In 2012, the city of Fort Worth created a tax increment financing district for Trinity Lakes, a proposed mixed-use transit-oriented development adjacent to the Trinity Railway Express commuter rail service. A TRE station was proposed for the development, and it was speculated as a potential replacement for Richland Hills station as early as 2015.

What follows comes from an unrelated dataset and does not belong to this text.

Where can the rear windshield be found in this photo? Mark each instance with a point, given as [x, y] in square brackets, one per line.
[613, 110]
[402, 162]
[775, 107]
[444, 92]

Formal plans for a station at Trinity Lakes began in 2018, with Richland Hills initially slated for closure in 2020. The decision to close Richland Hills station was also due in part to the city of Richland Hills choosing to discontinue public transport services with Trinity Metro. Regardless, the location of the station was also selected in part due to its proximity to Richland Hills. Following delays, construction on the Trinity Lakes station began in February 2023, with Trinity Railway Express implementing temporary service changes on February 13, 2023, and Trinity Metro on its route 23 on February 27, 2023, to accommodate for the construction. Construction on the station, which was entirely federally funded, cost $26.7 million, which sits atop the site of a former sand and gravel mine. Richland Hills station would close on February 17, 2024, two days before the opening of Trinity Lakes station, which opened on February 19, 2024.

Both of the bus routes that served Richland Hills were moved to Trinity Lakes. Later that year, route 23, which offered non-stop service to Tarrant County College Northeast Campus, was replaced by an on-demand service serving the campus.